You are viewing a plain text version of this content. The canonical link for it is here.
Posted to user@flink.apache.org by Aeden Jameson <ae...@gmail.com> on 2021/03/18 16:40:55 UTC
Understanding Max Parallelism
I'm trying to get my head around the impact of setting max parallelism.
* Does max parallelism primarily serve as a reservation for future
increases to parallelism? The reservation being the ability to restore
from checkpoints and savepoints after increases to parallelism.

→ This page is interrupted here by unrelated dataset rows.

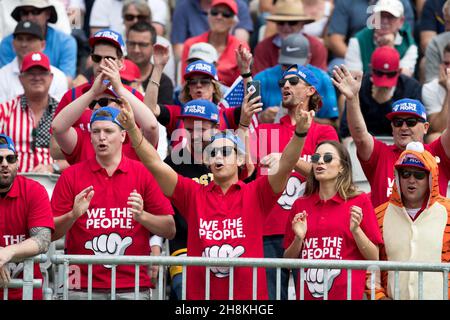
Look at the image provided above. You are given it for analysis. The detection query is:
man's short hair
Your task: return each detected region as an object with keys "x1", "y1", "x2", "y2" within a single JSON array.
[{"x1": 127, "y1": 21, "x2": 157, "y2": 45}]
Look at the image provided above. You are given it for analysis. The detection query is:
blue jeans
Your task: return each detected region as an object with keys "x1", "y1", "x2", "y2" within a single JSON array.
[{"x1": 264, "y1": 235, "x2": 289, "y2": 300}]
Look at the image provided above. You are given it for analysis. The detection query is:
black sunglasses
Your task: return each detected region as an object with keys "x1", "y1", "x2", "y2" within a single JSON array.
[
  {"x1": 0, "y1": 154, "x2": 17, "y2": 164},
  {"x1": 399, "y1": 170, "x2": 427, "y2": 180},
  {"x1": 311, "y1": 152, "x2": 333, "y2": 163},
  {"x1": 372, "y1": 69, "x2": 398, "y2": 78},
  {"x1": 123, "y1": 14, "x2": 149, "y2": 21},
  {"x1": 91, "y1": 53, "x2": 117, "y2": 63},
  {"x1": 209, "y1": 8, "x2": 234, "y2": 18},
  {"x1": 209, "y1": 146, "x2": 235, "y2": 158},
  {"x1": 89, "y1": 98, "x2": 120, "y2": 110},
  {"x1": 392, "y1": 118, "x2": 425, "y2": 128},
  {"x1": 278, "y1": 77, "x2": 300, "y2": 88},
  {"x1": 186, "y1": 78, "x2": 212, "y2": 86}
]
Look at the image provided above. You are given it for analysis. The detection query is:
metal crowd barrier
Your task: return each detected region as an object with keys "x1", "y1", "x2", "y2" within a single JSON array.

* Does it serve as a runtime suggestion for how many instances of an
operator the job could spin up? Or is it just a reservation like I
asked above?
* It also appears to impact the distribution of key groups among
subtasks from what I've read and seen from testing. Is that
understanding correct?
* What are the other important implications?
Thank you,
Aeden
Re: Understanding Max Parallelism
Posted by Dawid Wysakowicz <dw...@apache.org>.
Hi Aeden,
The maxParallelism option defines the number of key groups that will be
created within the keyed state and thus define the maximum parallelism
that a Flink keyed job can scale up to as each key group must be
atomically assigned to a single task. You can read more on how the
rescaling works in this blogpost[1].
Following up on your other questions it is mainly a reservation as of
now, but it will definitely be a cap in case of a reactive/auto scaling
because of the above.
Best,
Dawid
[1] https://flink.apache.org/features/2017/07/04/flink-rescalable-state.html
On 18/03/2021 17:40, Aeden Jameson wrote:
> I'm trying to get my head around the impact of setting max parallelism.
>
> * Does max parallelism primarily serve as a reservation for future
> increases to parallelism? The reservation being the ability to restore
> from checkpoints and savepoints after increases to parallelism.
>
> * Does it serve as a runtime suggestion for how many instances of an
> operator the job could spin up? Or is it just a reservation like I
> asked above?
>
> * It also appears to impact the distribution of key groups among
> subtasks from what I've read and seen from testing. Is that
> understanding correct?
>
> * What are the other important implications?
>
>
> Thank you,
> Aeden